The task a photographer is hiring for is to have someone take specific direction so they can produce a precise product. To get cash and photos would be double compensation and thereby a double hit on the photographer; most likely that would be the last time the photographer ever cast or recommended the model.

That said, there is nothing wrong with the model requesting some pictures in leu of some portion of the cash. Sometimes the photographer can do this, but quite often if the photographer has been hired on behalf of client, it’s stipulated in the contract that he can not. Hence the cash, which usually comes from a budget that the photographer may, or may not, have control over.

If a model wants photos and tear sheets, that should be negotiated up front, not after the shoot. Again, the photographer may have contractual bindings.

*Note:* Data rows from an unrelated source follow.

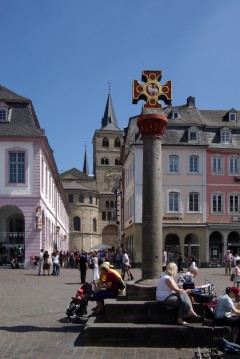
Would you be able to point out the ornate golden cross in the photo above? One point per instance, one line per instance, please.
(152, 91)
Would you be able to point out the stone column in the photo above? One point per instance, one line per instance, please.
(152, 211)
(152, 126)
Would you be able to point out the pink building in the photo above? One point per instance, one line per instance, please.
(34, 213)
(200, 184)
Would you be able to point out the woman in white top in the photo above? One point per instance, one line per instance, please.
(95, 267)
(236, 272)
(169, 293)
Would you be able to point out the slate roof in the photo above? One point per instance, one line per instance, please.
(75, 185)
(76, 174)
(23, 121)
(208, 122)
(109, 120)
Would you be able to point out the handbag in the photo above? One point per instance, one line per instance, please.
(121, 284)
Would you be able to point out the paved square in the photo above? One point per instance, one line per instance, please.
(33, 317)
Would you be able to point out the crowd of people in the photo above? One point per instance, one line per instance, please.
(105, 277)
(83, 261)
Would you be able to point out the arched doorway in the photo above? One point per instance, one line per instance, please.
(234, 242)
(110, 235)
(12, 233)
(172, 245)
(215, 249)
(191, 246)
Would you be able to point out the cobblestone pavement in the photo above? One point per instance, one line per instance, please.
(33, 321)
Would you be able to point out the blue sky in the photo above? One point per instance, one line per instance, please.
(62, 53)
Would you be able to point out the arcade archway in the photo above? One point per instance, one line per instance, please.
(172, 245)
(215, 249)
(110, 235)
(12, 233)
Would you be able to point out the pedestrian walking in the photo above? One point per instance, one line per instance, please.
(228, 259)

Some models will be fortunate enough to find photographers who will give away photos in addition to cash. Models, if you get cash, don’t expect this, but be grateful if it happens to you — the photographer has figured out a win-win situation that you both can benefit from. Don’t be mistaken, this action is somewhat self serving to the photographer, as he’s looking for extra visibility and word of mouth advertising from you to widen his client base.

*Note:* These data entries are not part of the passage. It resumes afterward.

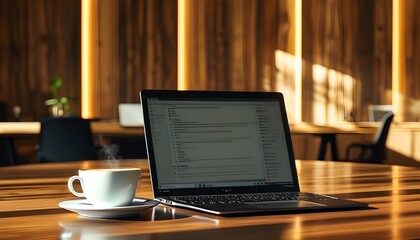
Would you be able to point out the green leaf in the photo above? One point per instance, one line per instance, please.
(56, 83)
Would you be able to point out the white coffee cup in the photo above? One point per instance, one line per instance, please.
(106, 188)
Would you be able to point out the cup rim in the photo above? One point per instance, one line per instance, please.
(116, 169)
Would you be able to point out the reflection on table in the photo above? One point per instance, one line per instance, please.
(29, 196)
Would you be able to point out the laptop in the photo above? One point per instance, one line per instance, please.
(225, 153)
(130, 114)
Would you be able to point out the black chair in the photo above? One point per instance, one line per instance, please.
(373, 152)
(66, 139)
(8, 155)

Paying gigs are more likely for models when the client needs a specific look. If there’s just a generic need, photographers are going to draw more from TFP/CD deals. Knowing this, the more variety a model can pull off in her portfolio, the easier she just made it for the photographer to just to cut a check than to keep searching.

There does seem to be a subset of models that have a higher impression of their own market value than the market will actually tolerate. New models don’t seem to have this problem much, experienced models have a very good sense of worth (and a portfolio to prove it), but it’s most common among the narrow my-portfolio-is-cell-phone-pictures / I-want-a-job-pay-me modeling-wannabes. These models are usually difficult to work with and are problematic after the shoot, having shifting expectations of the deliverable. Photographers will actively try to avoid them and anyone that fits that stereotype.

Models: if your portfolio reeks of indicators that you fall into this pile (whether you really do or not), be aware that you’re hurting your chances to get a casting call, profile comments, TFP/CD deals, and valuable experience. If you want higher compensation, simply do what those did who are earning it. Their profiles are right there in the open on many modeling sites. Your chances of getting directed casting calls will increase.